Over seeding, slit sowing or slice sowing on slopes

Flower pots and lawn mowers (Add Support Links) are also available for rent. They create shallow grooves or trenches in the soil and inject the seeds. Each of these machines is useful for repairing bald spots or reshaping low growth areas.

This method often eliminates most soil preparation except breaking up soil clumps and removing rocks. This method, also called power seeding, is more efficient than roughening the soil an planting weeds. This equipment helps the seeds to germinate in good contact with the soil.
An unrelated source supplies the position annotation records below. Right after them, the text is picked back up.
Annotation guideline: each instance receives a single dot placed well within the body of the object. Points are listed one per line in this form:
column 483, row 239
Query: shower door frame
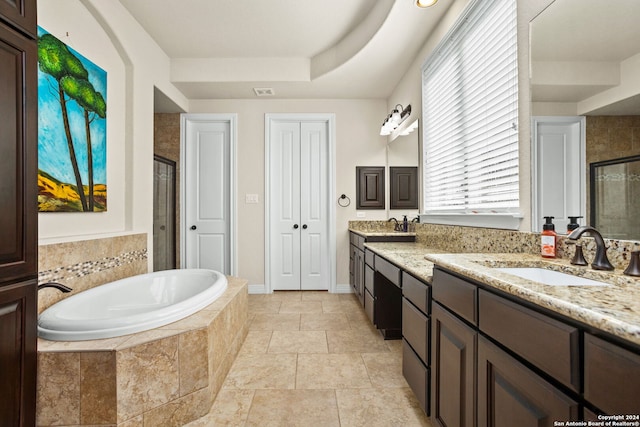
column 175, row 206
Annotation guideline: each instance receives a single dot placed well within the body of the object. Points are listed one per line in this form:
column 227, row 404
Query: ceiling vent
column 264, row 91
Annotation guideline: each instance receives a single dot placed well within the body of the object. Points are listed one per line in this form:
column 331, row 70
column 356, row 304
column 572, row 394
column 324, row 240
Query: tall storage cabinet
column 18, row 211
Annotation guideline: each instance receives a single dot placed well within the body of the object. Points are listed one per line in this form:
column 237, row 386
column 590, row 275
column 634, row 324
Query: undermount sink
column 551, row 277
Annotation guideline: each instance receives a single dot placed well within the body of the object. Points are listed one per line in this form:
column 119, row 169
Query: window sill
column 506, row 221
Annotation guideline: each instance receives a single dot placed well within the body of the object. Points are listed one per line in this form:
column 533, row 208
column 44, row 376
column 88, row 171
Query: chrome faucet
column 58, row 286
column 600, row 262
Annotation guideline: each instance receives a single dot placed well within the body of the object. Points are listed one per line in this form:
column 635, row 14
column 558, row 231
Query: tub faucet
column 600, row 262
column 58, row 286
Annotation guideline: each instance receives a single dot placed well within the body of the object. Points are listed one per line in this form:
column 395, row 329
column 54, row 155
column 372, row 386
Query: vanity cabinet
column 18, row 212
column 453, row 347
column 529, row 366
column 611, row 377
column 416, row 337
column 511, row 394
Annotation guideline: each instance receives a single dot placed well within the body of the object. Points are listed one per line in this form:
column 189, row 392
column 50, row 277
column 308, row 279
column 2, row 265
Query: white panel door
column 207, row 195
column 299, row 246
column 285, row 205
column 559, row 174
column 313, row 206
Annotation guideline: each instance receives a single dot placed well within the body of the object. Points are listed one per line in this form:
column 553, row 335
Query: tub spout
column 58, row 286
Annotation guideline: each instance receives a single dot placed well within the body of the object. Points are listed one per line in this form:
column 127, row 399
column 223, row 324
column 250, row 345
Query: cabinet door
column 511, row 395
column 20, row 13
column 453, row 370
column 18, row 156
column 18, row 354
column 611, row 377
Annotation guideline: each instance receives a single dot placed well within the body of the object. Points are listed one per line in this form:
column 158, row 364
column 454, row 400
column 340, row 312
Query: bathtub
column 130, row 305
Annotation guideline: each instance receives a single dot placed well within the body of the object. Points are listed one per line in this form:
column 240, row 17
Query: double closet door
column 298, row 248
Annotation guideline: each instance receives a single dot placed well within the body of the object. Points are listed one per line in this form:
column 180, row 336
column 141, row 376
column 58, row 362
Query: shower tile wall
column 85, row 264
column 166, row 143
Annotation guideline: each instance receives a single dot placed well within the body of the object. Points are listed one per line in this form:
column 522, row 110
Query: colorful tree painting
column 72, row 111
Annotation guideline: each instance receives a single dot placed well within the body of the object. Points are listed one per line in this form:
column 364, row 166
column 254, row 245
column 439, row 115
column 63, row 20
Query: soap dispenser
column 548, row 238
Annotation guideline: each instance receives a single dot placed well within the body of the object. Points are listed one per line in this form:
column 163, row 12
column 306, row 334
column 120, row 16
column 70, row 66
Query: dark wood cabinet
column 20, row 14
column 611, row 377
column 453, row 365
column 18, row 156
column 18, row 354
column 370, row 187
column 18, row 212
column 509, row 394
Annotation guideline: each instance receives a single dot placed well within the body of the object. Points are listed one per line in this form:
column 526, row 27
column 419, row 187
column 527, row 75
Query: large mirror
column 585, row 61
column 404, row 152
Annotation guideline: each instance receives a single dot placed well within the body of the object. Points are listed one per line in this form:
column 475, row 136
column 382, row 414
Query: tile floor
column 313, row 359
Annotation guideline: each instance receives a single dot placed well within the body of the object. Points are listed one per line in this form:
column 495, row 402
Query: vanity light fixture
column 394, row 119
column 425, row 3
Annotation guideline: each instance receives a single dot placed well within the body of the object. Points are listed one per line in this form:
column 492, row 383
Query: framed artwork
column 72, row 123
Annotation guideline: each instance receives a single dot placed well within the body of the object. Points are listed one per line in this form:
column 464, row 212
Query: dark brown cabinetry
column 416, row 336
column 509, row 394
column 453, row 365
column 533, row 367
column 18, row 214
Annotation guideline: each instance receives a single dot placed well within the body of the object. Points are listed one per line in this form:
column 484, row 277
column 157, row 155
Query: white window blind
column 470, row 114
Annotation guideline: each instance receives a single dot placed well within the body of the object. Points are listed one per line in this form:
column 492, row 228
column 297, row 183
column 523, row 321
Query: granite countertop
column 614, row 309
column 410, row 256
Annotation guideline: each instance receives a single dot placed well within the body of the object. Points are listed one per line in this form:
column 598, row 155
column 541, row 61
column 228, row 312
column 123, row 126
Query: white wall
column 357, row 144
column 106, row 34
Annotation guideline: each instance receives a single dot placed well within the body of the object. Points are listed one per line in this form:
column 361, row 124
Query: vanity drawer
column 416, row 291
column 456, row 294
column 549, row 344
column 369, row 257
column 388, row 270
column 369, row 306
column 417, row 375
column 415, row 329
column 611, row 376
column 368, row 279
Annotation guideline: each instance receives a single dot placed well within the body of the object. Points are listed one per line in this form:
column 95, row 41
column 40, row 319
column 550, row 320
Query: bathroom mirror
column 403, row 152
column 585, row 61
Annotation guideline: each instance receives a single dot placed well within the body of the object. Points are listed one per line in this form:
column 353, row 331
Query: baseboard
column 256, row 289
column 344, row 289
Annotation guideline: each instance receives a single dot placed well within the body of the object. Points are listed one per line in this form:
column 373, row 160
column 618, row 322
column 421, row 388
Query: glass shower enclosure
column 164, row 213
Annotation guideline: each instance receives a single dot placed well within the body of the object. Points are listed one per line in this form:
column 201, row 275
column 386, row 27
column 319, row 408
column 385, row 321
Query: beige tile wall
column 82, row 265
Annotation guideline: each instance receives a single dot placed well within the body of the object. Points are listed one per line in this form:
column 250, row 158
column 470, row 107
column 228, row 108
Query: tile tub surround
column 85, row 264
column 167, row 376
column 457, row 239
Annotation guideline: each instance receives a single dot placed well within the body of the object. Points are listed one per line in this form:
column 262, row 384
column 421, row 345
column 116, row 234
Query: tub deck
column 165, row 376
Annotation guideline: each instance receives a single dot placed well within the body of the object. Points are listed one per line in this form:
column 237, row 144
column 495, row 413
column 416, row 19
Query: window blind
column 470, row 114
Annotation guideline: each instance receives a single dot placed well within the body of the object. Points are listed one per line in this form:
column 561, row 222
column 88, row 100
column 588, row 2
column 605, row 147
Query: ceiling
column 578, row 48
column 223, row 49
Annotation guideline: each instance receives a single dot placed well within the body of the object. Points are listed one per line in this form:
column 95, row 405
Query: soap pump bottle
column 548, row 238
column 573, row 224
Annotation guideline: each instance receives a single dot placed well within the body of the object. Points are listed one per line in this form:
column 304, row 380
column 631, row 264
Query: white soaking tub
column 130, row 305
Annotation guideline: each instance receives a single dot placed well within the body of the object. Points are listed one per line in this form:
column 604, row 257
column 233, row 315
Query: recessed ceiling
column 222, row 49
column 578, row 48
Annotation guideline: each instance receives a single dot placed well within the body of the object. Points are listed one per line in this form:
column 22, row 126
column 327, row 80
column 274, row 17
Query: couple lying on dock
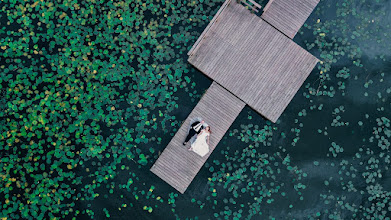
column 199, row 135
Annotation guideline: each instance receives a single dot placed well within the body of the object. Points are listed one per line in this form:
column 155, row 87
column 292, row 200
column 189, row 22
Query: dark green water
column 327, row 157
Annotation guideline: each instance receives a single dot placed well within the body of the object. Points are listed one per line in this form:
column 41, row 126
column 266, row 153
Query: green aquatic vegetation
column 89, row 91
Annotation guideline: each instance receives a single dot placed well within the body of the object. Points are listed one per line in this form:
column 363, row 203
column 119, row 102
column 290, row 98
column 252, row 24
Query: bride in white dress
column 201, row 145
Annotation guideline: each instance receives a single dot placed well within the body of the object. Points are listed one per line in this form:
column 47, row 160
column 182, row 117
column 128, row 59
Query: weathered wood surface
column 177, row 165
column 288, row 15
column 253, row 60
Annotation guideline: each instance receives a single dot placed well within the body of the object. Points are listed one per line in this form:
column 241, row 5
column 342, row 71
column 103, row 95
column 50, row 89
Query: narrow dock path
column 177, row 165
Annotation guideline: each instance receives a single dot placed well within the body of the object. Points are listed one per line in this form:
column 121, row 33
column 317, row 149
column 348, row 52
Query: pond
column 93, row 91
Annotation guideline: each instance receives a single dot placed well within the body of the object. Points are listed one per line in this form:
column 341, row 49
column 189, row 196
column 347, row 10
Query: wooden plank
column 253, row 60
column 178, row 166
column 288, row 15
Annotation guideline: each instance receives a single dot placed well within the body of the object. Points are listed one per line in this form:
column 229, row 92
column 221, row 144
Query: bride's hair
column 210, row 131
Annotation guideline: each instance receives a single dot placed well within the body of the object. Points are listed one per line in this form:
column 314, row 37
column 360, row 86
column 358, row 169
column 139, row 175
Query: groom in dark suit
column 195, row 128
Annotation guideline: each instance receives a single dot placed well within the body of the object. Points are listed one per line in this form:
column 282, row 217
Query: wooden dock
column 288, row 15
column 177, row 165
column 252, row 59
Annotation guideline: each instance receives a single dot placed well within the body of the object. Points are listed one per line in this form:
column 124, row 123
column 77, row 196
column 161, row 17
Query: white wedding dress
column 200, row 146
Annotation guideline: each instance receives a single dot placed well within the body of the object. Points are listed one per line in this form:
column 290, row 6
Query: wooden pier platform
column 252, row 59
column 177, row 165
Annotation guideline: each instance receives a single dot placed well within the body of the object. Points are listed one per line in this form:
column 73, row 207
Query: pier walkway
column 177, row 165
column 252, row 60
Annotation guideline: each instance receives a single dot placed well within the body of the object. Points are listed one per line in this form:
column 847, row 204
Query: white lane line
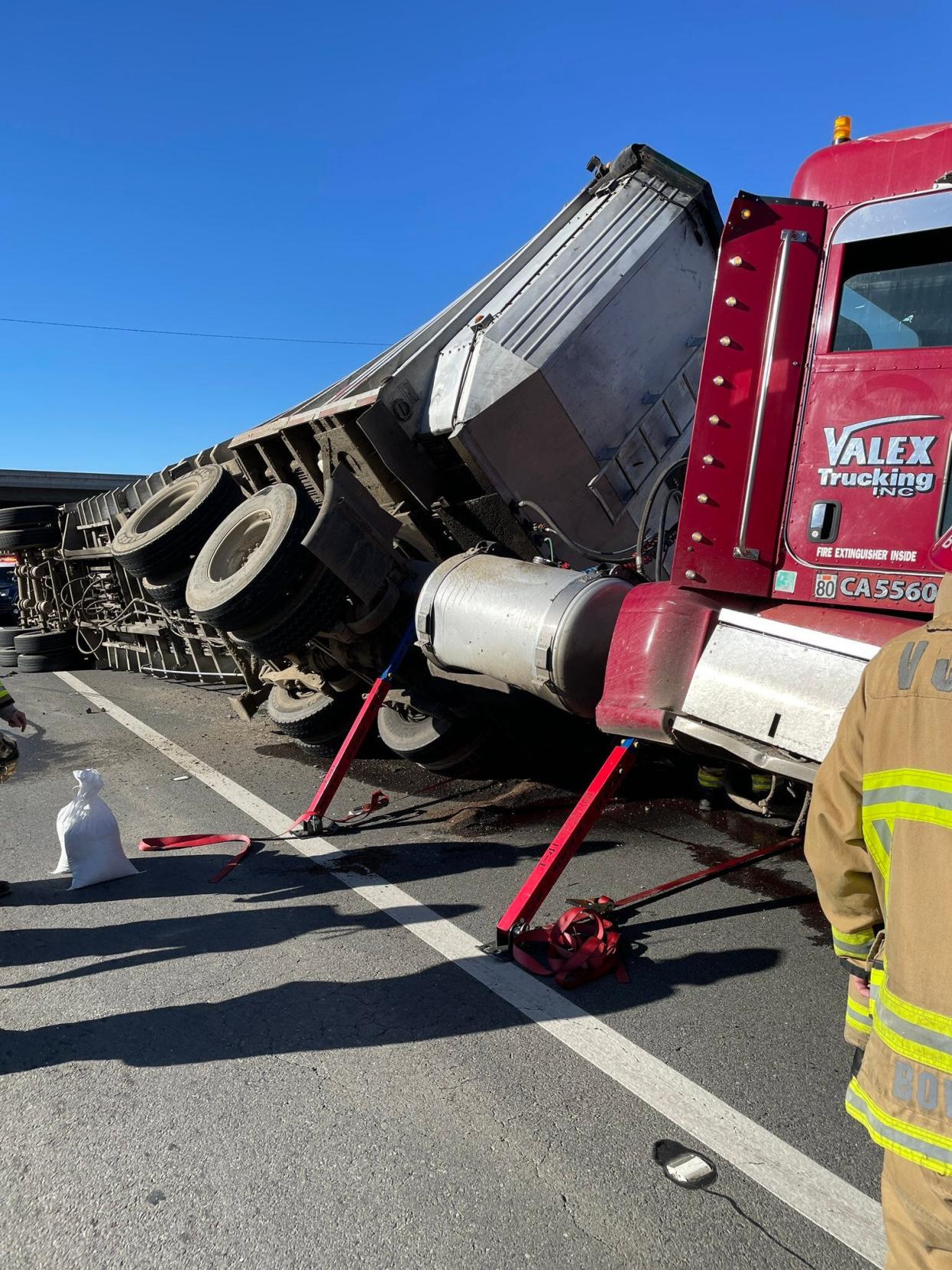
column 799, row 1181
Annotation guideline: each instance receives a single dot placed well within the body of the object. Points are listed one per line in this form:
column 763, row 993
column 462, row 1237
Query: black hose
column 621, row 553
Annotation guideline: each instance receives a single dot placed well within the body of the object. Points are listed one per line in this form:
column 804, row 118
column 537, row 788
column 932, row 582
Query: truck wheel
column 168, row 592
column 44, row 642
column 313, row 716
column 25, row 517
column 25, row 538
column 317, row 607
column 450, row 745
column 170, row 526
column 254, row 561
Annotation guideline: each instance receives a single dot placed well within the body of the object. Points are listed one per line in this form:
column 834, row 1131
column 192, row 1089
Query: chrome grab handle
column 741, row 550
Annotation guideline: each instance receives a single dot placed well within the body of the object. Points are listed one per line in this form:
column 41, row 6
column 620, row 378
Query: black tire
column 313, row 716
column 34, row 663
column 166, row 531
column 21, row 517
column 450, row 745
column 44, row 642
column 254, row 561
column 317, row 606
column 168, row 592
column 21, row 540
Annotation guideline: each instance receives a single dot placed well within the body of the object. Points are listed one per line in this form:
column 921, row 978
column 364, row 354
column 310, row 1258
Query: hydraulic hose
column 621, row 554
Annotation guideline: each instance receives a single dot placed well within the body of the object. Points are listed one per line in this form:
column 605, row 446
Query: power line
column 197, row 334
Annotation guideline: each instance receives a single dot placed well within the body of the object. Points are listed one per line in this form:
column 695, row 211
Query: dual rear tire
column 25, row 528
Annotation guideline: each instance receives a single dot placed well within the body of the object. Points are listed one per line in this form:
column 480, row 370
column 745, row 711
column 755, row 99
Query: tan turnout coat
column 880, row 845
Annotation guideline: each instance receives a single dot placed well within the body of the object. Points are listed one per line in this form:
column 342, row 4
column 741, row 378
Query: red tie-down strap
column 201, row 840
column 379, row 799
column 580, row 946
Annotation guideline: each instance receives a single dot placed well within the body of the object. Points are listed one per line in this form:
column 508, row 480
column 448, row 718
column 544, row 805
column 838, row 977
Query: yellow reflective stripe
column 857, row 945
column 878, row 834
column 931, row 1018
column 921, row 1035
column 901, row 809
column 858, row 1022
column 911, row 1140
column 921, row 776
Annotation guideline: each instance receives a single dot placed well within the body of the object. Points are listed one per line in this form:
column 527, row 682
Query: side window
column 896, row 292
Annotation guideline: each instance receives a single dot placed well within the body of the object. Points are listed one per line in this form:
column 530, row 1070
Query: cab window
column 896, row 292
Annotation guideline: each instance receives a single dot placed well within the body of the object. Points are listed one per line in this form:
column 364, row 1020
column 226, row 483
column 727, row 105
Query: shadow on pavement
column 314, row 1016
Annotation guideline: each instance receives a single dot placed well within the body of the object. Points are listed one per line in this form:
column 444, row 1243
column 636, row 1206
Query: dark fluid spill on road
column 770, row 880
column 541, row 785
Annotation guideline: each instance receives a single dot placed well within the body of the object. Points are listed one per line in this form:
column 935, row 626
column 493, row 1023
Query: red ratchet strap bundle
column 583, row 945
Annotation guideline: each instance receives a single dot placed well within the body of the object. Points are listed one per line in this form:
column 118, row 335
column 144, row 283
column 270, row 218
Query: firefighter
column 9, row 712
column 880, row 845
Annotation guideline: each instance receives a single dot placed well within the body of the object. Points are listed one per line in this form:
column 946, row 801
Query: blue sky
column 342, row 172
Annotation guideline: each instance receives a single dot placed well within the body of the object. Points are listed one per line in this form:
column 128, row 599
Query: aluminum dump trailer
column 542, row 412
column 564, row 379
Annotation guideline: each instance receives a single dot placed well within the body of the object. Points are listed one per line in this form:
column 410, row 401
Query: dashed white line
column 814, row 1192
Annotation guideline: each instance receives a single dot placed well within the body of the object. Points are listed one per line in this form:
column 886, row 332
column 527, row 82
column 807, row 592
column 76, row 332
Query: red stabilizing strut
column 313, row 819
column 566, row 842
column 704, row 874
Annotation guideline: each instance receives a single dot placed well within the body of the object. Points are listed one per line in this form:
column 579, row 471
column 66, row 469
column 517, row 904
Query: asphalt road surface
column 314, row 1063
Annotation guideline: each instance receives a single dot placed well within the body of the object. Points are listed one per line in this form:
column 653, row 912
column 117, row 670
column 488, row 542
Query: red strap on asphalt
column 201, row 840
column 176, row 842
column 379, row 799
column 580, row 946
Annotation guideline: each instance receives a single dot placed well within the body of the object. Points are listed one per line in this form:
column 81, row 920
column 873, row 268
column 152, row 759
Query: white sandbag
column 89, row 836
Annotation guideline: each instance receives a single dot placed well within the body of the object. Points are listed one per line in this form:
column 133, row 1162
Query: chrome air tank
column 537, row 627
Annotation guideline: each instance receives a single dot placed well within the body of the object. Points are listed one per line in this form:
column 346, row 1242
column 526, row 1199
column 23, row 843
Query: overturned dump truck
column 520, row 479
column 516, row 445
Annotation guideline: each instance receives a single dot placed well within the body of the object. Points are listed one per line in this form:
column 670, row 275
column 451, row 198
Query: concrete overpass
column 19, row 488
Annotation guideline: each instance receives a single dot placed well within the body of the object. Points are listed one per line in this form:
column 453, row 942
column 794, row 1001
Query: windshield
column 896, row 292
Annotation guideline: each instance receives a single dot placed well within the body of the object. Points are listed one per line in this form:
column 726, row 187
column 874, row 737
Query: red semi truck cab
column 819, row 468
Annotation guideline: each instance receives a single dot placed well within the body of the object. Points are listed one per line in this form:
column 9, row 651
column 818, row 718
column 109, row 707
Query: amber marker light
column 842, row 129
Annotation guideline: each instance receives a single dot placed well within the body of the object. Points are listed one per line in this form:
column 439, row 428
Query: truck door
column 870, row 478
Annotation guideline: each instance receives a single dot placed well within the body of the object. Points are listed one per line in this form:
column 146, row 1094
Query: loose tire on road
column 317, row 606
column 166, row 531
column 44, row 642
column 254, row 561
column 168, row 592
column 25, row 538
column 31, row 663
column 313, row 716
column 23, row 517
column 450, row 745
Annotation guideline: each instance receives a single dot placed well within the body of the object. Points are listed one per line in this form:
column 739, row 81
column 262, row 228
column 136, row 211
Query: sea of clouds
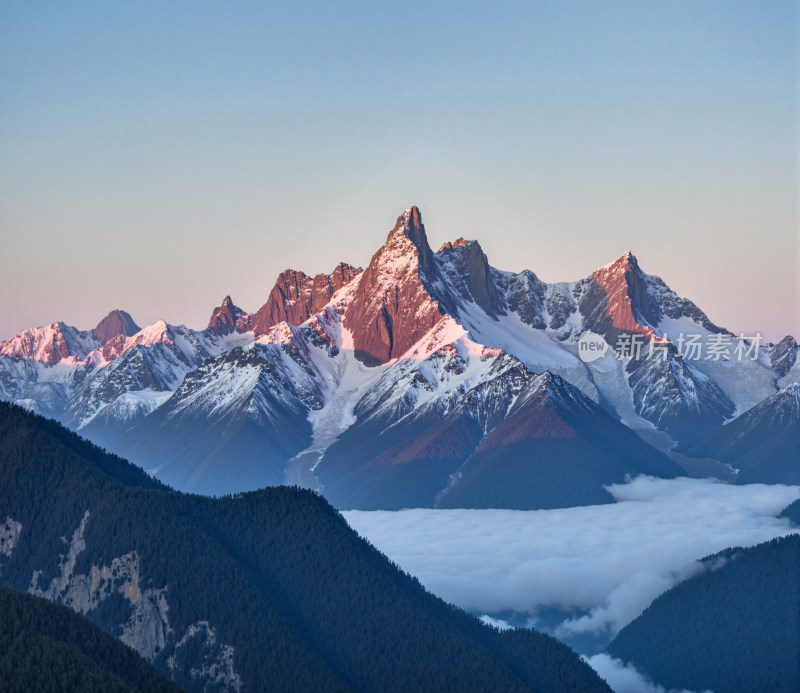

Core aeration is often accompanied by heavy tillage or patch planting. You can rent an aerator. The machine pulls the core about 3 inches out of the soil and places it on the surface. At its core, it is similar to dog waste. However, as it decomposes over a period of two weeks, it adds micro nutrients  to the soil. Meanwhile, the pores allow water and other nutrients to reach the grass roots.

When is the best time to plant grass seed on a slope?

Fall is generally the best time to plant grass. However, if the slope is loose, sow the seeds as soon as possible. If you leave bare soil too long, weed seeds will fly in and take over. You can always choose seed blankets, mats, hydroponics or slice sowing.

Contact your local county extension office  for grass seed recommendations for your slopes. Local home and garden centers also have suggestions. They usually carry only the best seeds for your area.

When should you call a lawn care professional?

Maintaining grass growing on slopes can be difficult, especially if the lawn needs to be mowed.Once your lawn is in place, contact a local lawn care professional (Add Company Name) who will do their best to help keep your lawn growing.